Павел Николаевич удивился, поднял глаза от кроссворда, но вспомнил, что сам санкционировал театр, и вздохнул с некоторой обидой.
В синем платье идти в театр было невозможно. Лучше вообще отказаться и не позориться перед людьми.
— Не пойду я никуда. Ты не беспокойся, все будет готово.
Павел Николаевич полной розовой рукой снял очки, приглядывался к ней, как к дурочке.
— Билет пропадет. Нельзя не посетить. А я уж как-нибудь…
Павлу Николаевичу важно было оставить за собой последнее слово. И обиду. Если Лиза не пойдет, то в обиде будет она. Это не годится.
А Лиза думала, что туфель тоже нету. Только чтобы по городу ходить. Можно бы сапоги надеть, приличные, но кто сапоги в сентябре в театр надевает? А что, если взять трикотажную кофточку и к ней юбку?
Лизой овладело странное лихорадочное смятение. Будто сама судьба не допускает ее в театр, и никогда уже туда не попадешь в жизни.
Павел Николаевич собрался спать, погасил свет, а Лиза унесла платье на кухню, кое-где распорола, но зазря. И заплакала. Беззвучно плача, вернулась в комнату, выдвинула нижний, пустой ящик, забросила платье и туфли — чего вешать-то распоротое? — легла, раздевшись, к краешку, чтобы не беспокоить Павла Николаевича, и долго не могла заснуть, переживая в дремоте сказочные картинки. Вот входит она в театр — роскошно одета, платье на ней, как на той барышне из прошлого, сверкают люстры, и все оборачиваются, любуясь ее прелестью… и в зеркалах она отражается, гордясь сама собой. И во сне это видение преследовало ее, и во сне она понимала, что это неправда, что это видение.
Утром
— В театр я не пойду.
— Ты с ума спятила! Твой взбунтовался?
— Нет, разрешил. Я сама.
— Что случилось? Ты человеческим языком объясни. Тебе надеть нечего?
Ну прямо в точку попала! Лиза промолчала.
— Ты думаешь, там в бальных платьях ходят? Нет, кто в чем.
— И ты пойдешь в чем есть?
— Разумеется, — соврала Тамара.
Она недавно купила платье, итальянское, пониже колен, с оборками. Еще не пробовала.
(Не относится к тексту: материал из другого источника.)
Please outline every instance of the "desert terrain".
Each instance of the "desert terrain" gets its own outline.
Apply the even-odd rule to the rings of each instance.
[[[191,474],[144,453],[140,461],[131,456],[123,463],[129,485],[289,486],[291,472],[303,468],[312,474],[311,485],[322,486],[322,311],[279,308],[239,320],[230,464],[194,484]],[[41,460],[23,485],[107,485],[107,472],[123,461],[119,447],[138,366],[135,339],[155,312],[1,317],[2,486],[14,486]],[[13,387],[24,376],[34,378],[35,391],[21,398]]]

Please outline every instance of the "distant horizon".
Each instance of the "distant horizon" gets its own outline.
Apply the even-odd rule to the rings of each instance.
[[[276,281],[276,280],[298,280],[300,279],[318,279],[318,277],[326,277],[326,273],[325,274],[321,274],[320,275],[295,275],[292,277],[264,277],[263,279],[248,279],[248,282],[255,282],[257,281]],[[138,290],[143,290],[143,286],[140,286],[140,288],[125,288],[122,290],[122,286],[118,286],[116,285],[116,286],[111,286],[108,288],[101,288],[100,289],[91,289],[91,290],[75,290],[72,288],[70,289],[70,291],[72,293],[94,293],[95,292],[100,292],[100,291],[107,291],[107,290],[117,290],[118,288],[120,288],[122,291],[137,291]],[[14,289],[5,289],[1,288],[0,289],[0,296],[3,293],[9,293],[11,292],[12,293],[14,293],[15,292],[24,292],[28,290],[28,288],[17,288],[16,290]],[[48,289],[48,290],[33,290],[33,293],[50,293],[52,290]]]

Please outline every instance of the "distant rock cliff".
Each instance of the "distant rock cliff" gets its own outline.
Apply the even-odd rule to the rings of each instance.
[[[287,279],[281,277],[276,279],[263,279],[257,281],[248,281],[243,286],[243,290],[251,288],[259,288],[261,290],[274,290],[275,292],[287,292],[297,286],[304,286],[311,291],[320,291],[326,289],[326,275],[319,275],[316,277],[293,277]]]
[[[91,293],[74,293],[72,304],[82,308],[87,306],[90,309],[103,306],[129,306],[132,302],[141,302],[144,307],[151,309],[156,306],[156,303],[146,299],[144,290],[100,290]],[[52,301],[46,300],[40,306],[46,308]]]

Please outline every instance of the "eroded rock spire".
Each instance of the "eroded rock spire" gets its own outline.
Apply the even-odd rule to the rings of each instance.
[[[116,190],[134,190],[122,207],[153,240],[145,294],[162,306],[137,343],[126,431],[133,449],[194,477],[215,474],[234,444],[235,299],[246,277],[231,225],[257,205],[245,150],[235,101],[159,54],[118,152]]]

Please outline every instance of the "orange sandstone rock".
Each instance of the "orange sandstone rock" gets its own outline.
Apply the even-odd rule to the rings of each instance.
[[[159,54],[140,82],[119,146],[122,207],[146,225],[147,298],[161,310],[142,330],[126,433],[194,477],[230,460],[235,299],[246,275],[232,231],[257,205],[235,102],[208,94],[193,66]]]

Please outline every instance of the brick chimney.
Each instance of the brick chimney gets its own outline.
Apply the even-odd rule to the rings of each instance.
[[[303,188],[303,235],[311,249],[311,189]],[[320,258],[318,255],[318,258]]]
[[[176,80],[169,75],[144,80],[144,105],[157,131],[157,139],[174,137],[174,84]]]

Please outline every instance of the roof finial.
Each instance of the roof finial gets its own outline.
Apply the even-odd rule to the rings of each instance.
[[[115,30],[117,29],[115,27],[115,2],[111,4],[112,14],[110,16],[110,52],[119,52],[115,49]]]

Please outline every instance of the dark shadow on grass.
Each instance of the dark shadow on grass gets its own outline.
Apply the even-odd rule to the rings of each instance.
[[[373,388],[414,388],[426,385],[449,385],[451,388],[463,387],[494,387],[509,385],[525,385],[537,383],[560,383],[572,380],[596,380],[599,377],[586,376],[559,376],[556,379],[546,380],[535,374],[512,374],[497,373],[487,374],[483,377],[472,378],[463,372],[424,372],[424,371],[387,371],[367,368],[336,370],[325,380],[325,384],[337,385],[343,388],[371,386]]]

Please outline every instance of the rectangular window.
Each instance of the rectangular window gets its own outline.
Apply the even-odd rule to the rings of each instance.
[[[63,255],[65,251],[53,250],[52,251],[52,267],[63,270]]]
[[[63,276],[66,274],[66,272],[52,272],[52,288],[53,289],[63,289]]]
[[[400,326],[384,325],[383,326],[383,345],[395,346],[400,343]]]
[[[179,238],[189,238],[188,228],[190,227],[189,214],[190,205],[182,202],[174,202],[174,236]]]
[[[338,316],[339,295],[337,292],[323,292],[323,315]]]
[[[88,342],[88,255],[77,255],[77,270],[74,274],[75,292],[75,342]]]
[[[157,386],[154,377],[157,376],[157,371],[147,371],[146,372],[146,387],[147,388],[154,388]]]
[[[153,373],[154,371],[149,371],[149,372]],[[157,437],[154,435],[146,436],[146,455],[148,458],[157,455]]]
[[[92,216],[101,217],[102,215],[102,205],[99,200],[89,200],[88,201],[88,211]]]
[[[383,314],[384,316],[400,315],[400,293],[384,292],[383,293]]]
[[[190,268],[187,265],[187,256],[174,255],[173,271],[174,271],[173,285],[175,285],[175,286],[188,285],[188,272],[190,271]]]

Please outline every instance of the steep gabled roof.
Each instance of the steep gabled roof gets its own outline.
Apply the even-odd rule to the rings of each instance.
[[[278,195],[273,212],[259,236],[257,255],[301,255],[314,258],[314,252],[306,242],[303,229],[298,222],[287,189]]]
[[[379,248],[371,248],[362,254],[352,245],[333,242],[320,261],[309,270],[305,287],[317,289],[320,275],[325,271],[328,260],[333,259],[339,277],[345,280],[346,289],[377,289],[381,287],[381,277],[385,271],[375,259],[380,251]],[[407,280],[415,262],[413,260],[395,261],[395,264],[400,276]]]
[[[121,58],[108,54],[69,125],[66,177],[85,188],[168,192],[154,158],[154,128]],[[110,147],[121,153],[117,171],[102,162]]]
— Я тебе свое шерстяное дам, — пообещала Тамара.
Лиза только усмехнулась. Заворачиваться в него, что ли?
— Тебе, — кричала Тамара, когда они возвращались в автобусе, — с твоими внешними данными можно в спецовке ходить. Пошли в парикмахерскую. Римма без очереди нам прически сделает. Не хочешь? Ну ладно, я за тобой зайду.
Лиза только отрицательно покачала головой.
Глава 5
Наверное, с полчаса Лиза сидела на стуле, просто убивала время, чтобы скорее начался спектакль, потом поздно будет расстраиваться. Но сидеть не удалось. Сосед позвал к телефону — звонила Тамара.
— Лиза, я за тобой не успею. У Риммы задержусь. Буду — смерть мужикам. Я тебя у входа жду. Усекла? Если не придешь, внутрь не войду и вечер себе погублю. Может, даже будущую прекрасную семейную жизнь.
И хлопнула трубкой — не дала возразить.
Вернувшись в комнату, Лиза уже не села. А что, если она и в самом деле Тамаре жизнь погубит? Никогда себе этого не простит. Разве важно, кто как одет? Там и не заметят… В зале посидит. Жаль, что платье распорото. Полчаса осталось до выхода.
Лиза открыла дверцу. Там только выходной костюм Павла Николаевича и ее халат. Куда же она вчера платье сдуру сунула? Ну конечно же, в нижний ящик… Лиза вытащила платье.
Это было другое платье. Тоже синее, но тянулось оно долго, словно кто-то пришил к нему снизу метр материи. И материал изменился, превратился в бархат, расшитый мелким жемчужным бисером…
«Павел Николаевич», — подумала сначала Лиза. Понимала, что такая мысль равна крушению мира, потому что Павел Николаевич такого сделать не мог…
Лиза укололась. Из платья торчала иголка с ниткой — ее иголка, сама вчера воткнула, в старое. А где же оно?
Лиза приложила к себе платье. Нет, придется примерить. Хотя оно и не свое, но и чужим быть не может. Какое бы ни было объяснение…
Платье держалось на плечах тонкими полосками, как сарафан, — лифчик под него не годился. Надо достать купальник, он без лямок.
Платье скользнуло на нее, как живое, словно только и ждало, чтобы обнять. И стало ясно, что для нее шилось. Доставало оно до пола и делало Лизу выше ростом и тоньше — потому что темное и строгое от жемчужного узора.